150° unità d’Italia: senza memoria, niente identità e niente futuro

Si susseguono nell’Italia del centocinquantesimo compleanno le operazioni sulla memoria della Nazione, che assecondano in qualche modo le osservazioni di Paul Ricoeur. Senza memoria, niente identità e niente futuro. La metafora è quella atletica del saltatore in alto che si concentra e prende la rincorsa per superare l’asticella, sempre troppo alta. Marc Augé – l’inventore dell’icona dei Non- luoghi – osserva di suo che oggi il globale è interno (e sovente inconsapevole) e il locale esterno. Per questo bisogna tornare a studiare le storie, anche quelle di un borgo di quattromila anime come Cucciago nel Canturino, a venti miglia da Milano e a quattro da Como. Una storia dai molti piani, intersecati: a partire da quello della diocesi ambrosiana dove la Chiesa distende la sua azione da sempre nello spazio pubblico. Una tradizione incominciata da Sant’Ambrogio, capace di opporsi pubblicamente a Teodosio imperatore e in grado di far occupare contro gli eretici le chiese di Milano, intrattenendo il popolo cristiano nelle lunghe veglie con i famosi Inni da lui stesso appositamente composti e fatti cantare. Sic luceat lux vestra, dice Sant’Arialdo, il martire di Cucciago fatto fare a pezzi dal livore del clero uxorato e pure concubinario, che il casto Arialdo combatteva strenuamente in accordo con la Pataria e gli nomine novi ben intenzionati. Dal momento che tanta erat dissolutio tra quei preti, i quali divitias cumulant contra legem paupertatis, ed altro ancora di non commendevole. Modernizziamo: preti bunga bunga. L’antidoto? La Parola di Dio e l’esempio di vita dei Maestri: il rapporto tra Traditio e modernità si illustra da sé medesimo. Del resto e Joseph Ratzinger diceva nella Via Crucis del 2005: “Quanta sporcizia c’è nella Chiesa, e proprio anche tra coloro che, nel sacerdozio, dovrebbero appartenere completamente a lui!”. Affermazione ripresa ai funerali di Giovanni Paolo II.

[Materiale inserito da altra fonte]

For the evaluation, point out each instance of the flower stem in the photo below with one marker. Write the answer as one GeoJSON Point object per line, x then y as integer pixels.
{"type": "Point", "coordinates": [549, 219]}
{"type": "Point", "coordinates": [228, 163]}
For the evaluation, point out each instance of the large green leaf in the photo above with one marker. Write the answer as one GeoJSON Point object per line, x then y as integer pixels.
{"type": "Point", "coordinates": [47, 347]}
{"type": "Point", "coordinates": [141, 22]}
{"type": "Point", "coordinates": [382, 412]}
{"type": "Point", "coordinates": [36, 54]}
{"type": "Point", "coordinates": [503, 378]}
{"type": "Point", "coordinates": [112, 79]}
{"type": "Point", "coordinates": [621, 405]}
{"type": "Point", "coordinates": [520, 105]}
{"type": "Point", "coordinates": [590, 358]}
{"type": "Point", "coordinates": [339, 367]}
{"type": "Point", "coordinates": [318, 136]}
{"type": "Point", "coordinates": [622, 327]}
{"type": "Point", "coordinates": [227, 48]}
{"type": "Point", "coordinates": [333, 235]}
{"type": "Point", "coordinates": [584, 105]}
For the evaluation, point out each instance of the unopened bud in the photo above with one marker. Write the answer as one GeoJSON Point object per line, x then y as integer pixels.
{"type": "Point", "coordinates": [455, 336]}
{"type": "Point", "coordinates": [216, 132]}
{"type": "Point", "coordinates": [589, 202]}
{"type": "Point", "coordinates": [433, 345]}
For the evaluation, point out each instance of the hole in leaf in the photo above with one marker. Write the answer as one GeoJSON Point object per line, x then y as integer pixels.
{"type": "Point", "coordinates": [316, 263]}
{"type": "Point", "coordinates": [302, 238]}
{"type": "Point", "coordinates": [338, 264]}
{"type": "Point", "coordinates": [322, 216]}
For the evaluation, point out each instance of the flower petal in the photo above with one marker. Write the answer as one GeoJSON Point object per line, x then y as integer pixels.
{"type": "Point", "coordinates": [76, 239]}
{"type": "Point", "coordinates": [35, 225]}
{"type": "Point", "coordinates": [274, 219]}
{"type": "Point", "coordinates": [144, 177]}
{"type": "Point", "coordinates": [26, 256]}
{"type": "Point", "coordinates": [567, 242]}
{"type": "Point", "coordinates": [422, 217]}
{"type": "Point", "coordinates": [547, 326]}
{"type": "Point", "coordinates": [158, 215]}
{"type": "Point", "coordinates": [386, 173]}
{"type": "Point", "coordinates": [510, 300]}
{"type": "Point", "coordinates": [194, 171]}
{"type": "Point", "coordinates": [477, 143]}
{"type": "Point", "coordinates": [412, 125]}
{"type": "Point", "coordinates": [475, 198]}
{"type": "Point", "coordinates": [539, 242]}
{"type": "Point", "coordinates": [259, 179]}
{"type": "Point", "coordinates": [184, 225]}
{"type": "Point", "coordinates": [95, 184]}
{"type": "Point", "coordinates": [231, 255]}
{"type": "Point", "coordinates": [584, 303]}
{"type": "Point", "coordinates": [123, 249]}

Insomma, un filo rosso – questo dell’intervento nello spazio pubblico – che attraversa la Chiesa di Ambrogio e di Carlo Borromeo, passando per Montini, Martini e approdando a Tettamanzi. Restano due temi fondanti che la densa storia di un piccolo borgo ci assegna: la frontiera e il dialetto. Le frontiere non devono essere eliminate – suggerisce ancora Marc Augé – ma attraversate, restare transitabili e porose: vale per tunisini, marocchini ed egiziani come pure per i cinquantamila frontalieri che dal Varesotto e dal Comasco si recano ogni giorno nella neutrale Svizzera per ragioni di lavoro. Stupida follia quella dei leghisti ticinesi (per i quali anche comaschi e varesotti risultano geograficamente “terroni”) che vorrebbero tirar su un muro a Chiasso, dopo quello di Berlino e quello di Cipro. Quando il virus delle secessioni viaggia e galoppa, difficile salvarsi anche per i danesi rispetto ai quali il muro potrebbe essere evocato dagli svedesi, a loro volta recintabili dai norvegesi. Forse alla fine si salverebbero, ma non è detto, i lapponi e le loro renne… Elemento altresì legato al genius loci è indubbiamente il dialetto, sottoposto dal genio leghista nostrano a un trattamento chirurgico che vede mutilati i nomi dei ridenti paesotti di Brianza dell’ultima lettera sul cartello indicatore: Cucciago diventa “Cucciag”, come Bulciago diventa “Bulciag”. Isteria da castrazione. E invece l’uso del dialetto – che come ogni lingua è coscienza – può risultare arricchente della lingua nazionale comune, come ha dimostrato Carlo Emilio Gadda prima con il milanese e lussureggiante dell’Adalgisa e poi con il romanesco di Quer pasticciaccio brutto de via Merulana. Ma il dialetto è addirittura storicamente di sua natura inclusivo. Chi passeggiando per il suq di Gerusalemme o Damasco in affollata gita magari aziendale non è stato tentato di comperare – contrattando a lungo vista l’assenza canonica del cartellino col prezzo fisso – una confezione di aromi mediorientali? E dopo vari tentativi in inglese, francese, magari tedesco per dialogare e intendersi, si è visto consegnare la preziosa bustina dal venditore che ne annunciava il nome in arabo: “safràn”! La stessa fonia dell’italiano zafferano già recepita nei secoli dal dialetto meneghino del Porta e del Tessa.